OVG NRW, Urteil vom 11. Oktober 1991 - 23 A 2372/88 -, UA S. 7 (inzident).

Von dieser Rechtsprechung abzuweichen, besteht kein Anlass. Der durch § 14a Abs. 1 des Straßen- und Wegegesetzes des Landes Nordrhein-Westfalen - StrWG NRW - in der Fassung der Bekanntmachung vom 23. September 1995 (GV. NRW. S. 1208; berichtigt GV. NRW. 1996 S. 81, 141, 216) gewährleistete Straßenanliegergebrauch steht ausdrücklich den Eigentümern und Besitzern von Grundstücken zu, die an einer öffentlichen Straße gelegen sind (Straßenanlieger). Zwischen den Anliegern und der Straßenbehörde bestehen somit unmittelbare Rechtsbeziehungen öffentlicher Art, die einerseits den Anlieger berechtigen, angrenzende öffentliche Wegeflächen im Rahmen des Anliegergebrauchs zu nutzen, andererseits die zuständige Behörde etwa gemäß § 22 StrWG NRW in die Lage versetzen, gegen unerlaubte Benutzungen der öffentlichen Straße - auch durch Besitzer angrenzender Grundstücke - einzuschreiten. In dem einen wie in dem anderen Fall ist logische Voraussetzung, dass es sich bei dem fraglichen Grundstück um ein solches handelt, dessen rechtliche Qualität als öffentliche Straße feststeht.
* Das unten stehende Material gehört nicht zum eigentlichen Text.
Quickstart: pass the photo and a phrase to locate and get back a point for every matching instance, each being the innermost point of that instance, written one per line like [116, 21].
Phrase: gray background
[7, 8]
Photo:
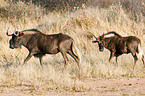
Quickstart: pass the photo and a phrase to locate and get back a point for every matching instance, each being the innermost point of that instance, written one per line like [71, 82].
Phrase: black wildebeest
[119, 45]
[40, 44]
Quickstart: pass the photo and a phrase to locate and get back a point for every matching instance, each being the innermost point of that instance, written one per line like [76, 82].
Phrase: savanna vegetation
[76, 18]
b) Ein berechtigtes Interesse der Klägerin zu 1. an einer baldigen Feststellung der Nichtöffentlichkeit der streitigen Gehwegfläche ist ebenfalls gegeben. Eigentümer oder Besitzer von Grundflächen, deren Eigenschaft als öffentlicher Weg streitig ist, können nach der ständigen Rechtsprechung des erkennenden Gerichts in Bezug auf die Frage der Öffentlichkeit dieser Wegeparzellen sowohl eine negative Feststellungsklage mit dem Ziel der Feststellung der Nichtöffentlichkeit einer Wegefläche erheben als auch im Rahmen einer positive Feststellungsklage die Feststellung der Öffentlichkeit einer solchen Fläche begehren.
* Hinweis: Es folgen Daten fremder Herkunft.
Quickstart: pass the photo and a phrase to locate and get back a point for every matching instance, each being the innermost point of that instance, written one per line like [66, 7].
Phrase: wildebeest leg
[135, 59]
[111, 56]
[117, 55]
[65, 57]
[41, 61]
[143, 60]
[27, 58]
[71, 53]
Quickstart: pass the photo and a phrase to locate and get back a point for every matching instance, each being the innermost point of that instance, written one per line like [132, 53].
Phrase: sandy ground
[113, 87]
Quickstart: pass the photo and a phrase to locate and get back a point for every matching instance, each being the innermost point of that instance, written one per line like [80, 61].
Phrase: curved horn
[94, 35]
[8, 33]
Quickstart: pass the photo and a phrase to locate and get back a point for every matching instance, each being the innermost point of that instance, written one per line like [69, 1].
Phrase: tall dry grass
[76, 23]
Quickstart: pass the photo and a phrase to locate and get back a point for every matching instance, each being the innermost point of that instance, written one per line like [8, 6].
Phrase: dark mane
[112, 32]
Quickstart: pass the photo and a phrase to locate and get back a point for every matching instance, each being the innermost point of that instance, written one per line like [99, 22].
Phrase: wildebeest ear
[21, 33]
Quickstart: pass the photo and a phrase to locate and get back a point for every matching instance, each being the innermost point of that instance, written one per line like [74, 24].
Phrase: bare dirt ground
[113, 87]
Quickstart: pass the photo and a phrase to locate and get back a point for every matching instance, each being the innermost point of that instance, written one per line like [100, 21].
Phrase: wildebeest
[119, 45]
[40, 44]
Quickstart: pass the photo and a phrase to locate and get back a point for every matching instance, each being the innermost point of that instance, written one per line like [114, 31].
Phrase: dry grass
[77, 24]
Zur negativen Feststellungsklage: OVG NRW, Urteil vom 29. Oktober 1953 - IV A 1159/52 -, a.a.O. (34 f.), und vom 16. Juni 1986 - 9 A 877/84 -, UA S. 6; zur positiven Feststellungsklage: OVG NRW, Urteil vom 15. Mai 1957 - IV A 1001/54 -, a.a.O.

c) Einem Feststellungsinteresse der Klägerin zu 1. steht nicht § 43 Abs. 2 Satz 1 VwGO entgegen, wonach die Feststellung nicht begehrt werden kann, soweit der Kläger seine Rechte durch Gestaltungs- oder Leistungsklage verfolgen kann oder hätte verfolgen können.
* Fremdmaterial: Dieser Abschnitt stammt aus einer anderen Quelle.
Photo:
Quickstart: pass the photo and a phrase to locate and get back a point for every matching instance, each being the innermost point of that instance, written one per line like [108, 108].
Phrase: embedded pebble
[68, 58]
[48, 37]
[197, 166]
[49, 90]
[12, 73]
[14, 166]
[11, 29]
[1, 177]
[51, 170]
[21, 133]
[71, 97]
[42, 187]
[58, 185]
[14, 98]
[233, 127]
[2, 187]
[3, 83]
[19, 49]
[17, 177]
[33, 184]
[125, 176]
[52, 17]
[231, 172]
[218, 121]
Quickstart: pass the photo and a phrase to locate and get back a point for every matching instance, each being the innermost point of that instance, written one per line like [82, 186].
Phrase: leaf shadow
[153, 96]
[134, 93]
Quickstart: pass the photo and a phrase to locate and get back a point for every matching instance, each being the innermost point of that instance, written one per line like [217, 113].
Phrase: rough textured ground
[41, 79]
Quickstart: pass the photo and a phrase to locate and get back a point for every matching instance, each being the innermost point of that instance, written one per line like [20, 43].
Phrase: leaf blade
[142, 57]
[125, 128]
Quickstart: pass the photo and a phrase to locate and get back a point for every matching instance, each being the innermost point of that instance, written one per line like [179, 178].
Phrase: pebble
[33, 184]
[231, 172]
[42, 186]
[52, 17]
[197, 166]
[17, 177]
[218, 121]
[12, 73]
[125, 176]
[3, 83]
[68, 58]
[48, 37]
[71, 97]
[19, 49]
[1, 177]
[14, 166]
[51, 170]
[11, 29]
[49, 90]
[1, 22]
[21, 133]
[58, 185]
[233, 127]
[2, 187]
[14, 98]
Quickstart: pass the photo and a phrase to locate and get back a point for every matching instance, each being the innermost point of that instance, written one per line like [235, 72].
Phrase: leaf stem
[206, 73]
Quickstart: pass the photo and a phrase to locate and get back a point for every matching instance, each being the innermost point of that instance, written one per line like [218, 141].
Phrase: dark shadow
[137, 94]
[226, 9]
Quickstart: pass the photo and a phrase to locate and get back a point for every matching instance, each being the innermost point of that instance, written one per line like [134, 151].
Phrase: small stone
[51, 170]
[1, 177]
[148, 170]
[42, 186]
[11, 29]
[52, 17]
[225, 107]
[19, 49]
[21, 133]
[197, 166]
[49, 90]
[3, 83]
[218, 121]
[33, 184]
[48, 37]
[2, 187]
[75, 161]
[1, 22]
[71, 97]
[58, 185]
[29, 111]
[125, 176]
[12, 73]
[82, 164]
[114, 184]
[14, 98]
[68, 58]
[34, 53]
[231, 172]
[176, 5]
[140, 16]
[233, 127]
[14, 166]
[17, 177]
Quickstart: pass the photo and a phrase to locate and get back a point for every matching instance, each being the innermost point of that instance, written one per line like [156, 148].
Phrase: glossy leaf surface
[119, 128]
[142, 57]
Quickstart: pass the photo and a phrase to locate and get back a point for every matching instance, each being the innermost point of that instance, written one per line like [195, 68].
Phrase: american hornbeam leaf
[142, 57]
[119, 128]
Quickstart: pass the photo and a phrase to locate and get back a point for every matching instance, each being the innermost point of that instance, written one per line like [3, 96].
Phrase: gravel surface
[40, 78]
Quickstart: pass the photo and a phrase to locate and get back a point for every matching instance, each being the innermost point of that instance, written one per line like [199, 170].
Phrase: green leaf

Zwar trifft es im konkreten Fall zu, dass etwa Ordnungsverfügungen im Zusammenhang mit der Inanspruchnahme des streitigen Gehweges - wie in der Vergangenheit bereits geschehen - im Wege des Widerspruchs und gegebenenfalls der Anfechtungsklage angegriffen werden können. Abgesehen davon, dass in solchen Klageverfahren die Frage der Öffentlichkeit des streitigen Gehweges im straßenrechtlichen Sinn möglicherweise gar nicht entscheidungserheblich sein mag, kann mit einer Entscheidung im vorliegenden Verfahren die Öffentlichkeit des Gehweges, wenn auch nicht mit Rechtskraft für alle Fälle oder mit allgemeiner Wirkung, so doch aber mit einer gewissen präjudiziellen Wirkung geklärt und mithin weiteren Rechtsstreitigkeiten vorgebeugt werden.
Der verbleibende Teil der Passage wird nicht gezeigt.